Cranston was a member of M.E. General Conferences from 1884 until 1896.

==Honorary degrees==
Cranston was made an honorary Doctor of Divinity in 1884 by Allegheny College. He was similarly honored by Cornell College in Iowa (D.D., 1884). His alma mater, Ohio University, awarded the LL.D. in 1896.

==Episcopal ministry==
Cranston was elected bishop by the 1896 M.E. General Conference. As bishop he traveled widely throughout his denomination. His residence was Washington, D.C.
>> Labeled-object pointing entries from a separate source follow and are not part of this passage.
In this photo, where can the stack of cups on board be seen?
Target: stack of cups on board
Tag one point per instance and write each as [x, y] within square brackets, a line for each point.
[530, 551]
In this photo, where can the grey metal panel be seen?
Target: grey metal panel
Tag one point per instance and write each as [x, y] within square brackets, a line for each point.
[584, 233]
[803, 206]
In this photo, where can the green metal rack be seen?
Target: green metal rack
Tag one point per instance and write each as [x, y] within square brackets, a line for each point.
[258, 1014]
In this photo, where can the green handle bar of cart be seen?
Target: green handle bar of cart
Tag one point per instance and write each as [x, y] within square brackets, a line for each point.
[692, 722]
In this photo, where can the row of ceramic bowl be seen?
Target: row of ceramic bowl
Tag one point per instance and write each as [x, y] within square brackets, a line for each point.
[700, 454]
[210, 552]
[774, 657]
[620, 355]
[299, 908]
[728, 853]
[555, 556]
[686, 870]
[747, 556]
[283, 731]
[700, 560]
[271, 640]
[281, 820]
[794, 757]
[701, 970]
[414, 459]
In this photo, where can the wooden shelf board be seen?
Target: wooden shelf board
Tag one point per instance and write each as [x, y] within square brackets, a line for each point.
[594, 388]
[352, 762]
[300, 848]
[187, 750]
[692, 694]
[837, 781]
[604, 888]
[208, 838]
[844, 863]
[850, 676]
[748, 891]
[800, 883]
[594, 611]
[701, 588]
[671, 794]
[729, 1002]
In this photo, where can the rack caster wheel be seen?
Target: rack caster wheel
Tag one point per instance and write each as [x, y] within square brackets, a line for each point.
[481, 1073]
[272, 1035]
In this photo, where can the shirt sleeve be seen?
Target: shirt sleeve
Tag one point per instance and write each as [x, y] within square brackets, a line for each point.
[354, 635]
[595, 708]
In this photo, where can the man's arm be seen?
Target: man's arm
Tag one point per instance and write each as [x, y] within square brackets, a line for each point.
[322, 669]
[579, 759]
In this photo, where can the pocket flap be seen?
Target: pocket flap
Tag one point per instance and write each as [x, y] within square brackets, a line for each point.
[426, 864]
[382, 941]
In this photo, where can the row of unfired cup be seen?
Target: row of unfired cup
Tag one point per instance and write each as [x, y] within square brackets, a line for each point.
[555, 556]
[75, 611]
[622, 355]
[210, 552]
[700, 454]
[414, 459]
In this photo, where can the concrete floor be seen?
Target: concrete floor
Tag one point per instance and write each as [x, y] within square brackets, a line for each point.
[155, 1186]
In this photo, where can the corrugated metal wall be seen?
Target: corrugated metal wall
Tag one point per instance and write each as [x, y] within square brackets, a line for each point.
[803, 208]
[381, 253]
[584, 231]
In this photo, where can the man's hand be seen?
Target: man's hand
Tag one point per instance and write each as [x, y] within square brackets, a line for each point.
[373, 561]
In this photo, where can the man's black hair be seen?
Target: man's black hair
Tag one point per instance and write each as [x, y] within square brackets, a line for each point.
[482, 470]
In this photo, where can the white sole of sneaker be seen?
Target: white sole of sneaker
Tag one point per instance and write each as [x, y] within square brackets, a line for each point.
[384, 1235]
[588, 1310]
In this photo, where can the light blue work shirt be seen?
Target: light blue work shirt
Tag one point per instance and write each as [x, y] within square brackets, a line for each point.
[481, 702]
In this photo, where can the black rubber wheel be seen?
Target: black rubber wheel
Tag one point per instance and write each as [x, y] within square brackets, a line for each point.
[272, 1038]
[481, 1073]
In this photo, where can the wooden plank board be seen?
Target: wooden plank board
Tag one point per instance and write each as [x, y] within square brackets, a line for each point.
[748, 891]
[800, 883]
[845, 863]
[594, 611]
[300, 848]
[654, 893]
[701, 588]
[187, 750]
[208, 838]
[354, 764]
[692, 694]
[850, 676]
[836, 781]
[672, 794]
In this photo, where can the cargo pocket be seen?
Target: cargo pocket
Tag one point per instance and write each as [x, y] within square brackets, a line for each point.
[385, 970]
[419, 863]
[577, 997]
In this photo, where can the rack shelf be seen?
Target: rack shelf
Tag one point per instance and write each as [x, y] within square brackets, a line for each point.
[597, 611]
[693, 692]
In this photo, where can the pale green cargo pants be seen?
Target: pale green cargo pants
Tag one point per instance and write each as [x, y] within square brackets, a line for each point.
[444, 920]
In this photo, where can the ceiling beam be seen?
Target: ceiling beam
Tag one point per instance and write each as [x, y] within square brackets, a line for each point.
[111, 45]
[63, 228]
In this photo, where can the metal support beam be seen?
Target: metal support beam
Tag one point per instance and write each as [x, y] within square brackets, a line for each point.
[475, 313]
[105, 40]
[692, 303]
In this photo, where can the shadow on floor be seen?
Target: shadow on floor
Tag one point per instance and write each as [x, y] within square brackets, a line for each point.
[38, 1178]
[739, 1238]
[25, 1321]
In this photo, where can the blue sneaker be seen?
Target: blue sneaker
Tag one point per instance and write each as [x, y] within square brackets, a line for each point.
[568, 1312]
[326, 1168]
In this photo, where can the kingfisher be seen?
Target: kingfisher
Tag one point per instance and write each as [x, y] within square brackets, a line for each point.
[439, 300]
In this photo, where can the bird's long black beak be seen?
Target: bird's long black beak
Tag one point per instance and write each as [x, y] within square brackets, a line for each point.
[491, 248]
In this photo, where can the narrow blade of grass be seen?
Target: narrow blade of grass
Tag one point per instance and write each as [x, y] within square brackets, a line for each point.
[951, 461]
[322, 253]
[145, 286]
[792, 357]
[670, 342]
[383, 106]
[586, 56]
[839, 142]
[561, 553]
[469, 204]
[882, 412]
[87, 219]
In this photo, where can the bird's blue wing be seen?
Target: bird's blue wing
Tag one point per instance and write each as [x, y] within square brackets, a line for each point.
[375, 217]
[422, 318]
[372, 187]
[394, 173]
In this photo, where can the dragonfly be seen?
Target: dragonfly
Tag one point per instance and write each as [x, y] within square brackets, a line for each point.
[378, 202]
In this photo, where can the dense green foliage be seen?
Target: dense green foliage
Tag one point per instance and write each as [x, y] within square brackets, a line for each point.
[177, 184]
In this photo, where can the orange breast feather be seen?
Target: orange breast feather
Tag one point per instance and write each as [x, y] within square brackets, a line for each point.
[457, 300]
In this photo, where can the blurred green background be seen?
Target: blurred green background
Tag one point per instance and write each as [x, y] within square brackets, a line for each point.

Cranston also served as a trustee of various institutions of higher education, including Ohio University (1896), The University of Puget Sound (1897-04), Willamette University (1897–1904), Goucher College (1905–16) and Morgan College (1912–16). He was also a member of the Fourth Ecumenical Methodist Conference, Toronto, 1911.

Cranston was a member of the Grand Army of the Republic and of the Military Order of the Loyal Legion of the United States. He also was a Mason.

==Death and burial==
Cranston died at New Richmond, Ohio. He is buried in Arlington National Cemetery in Virginia.

==Selected writings==
- Breaking Down the Walls, The Methodist Book Concern, 1915.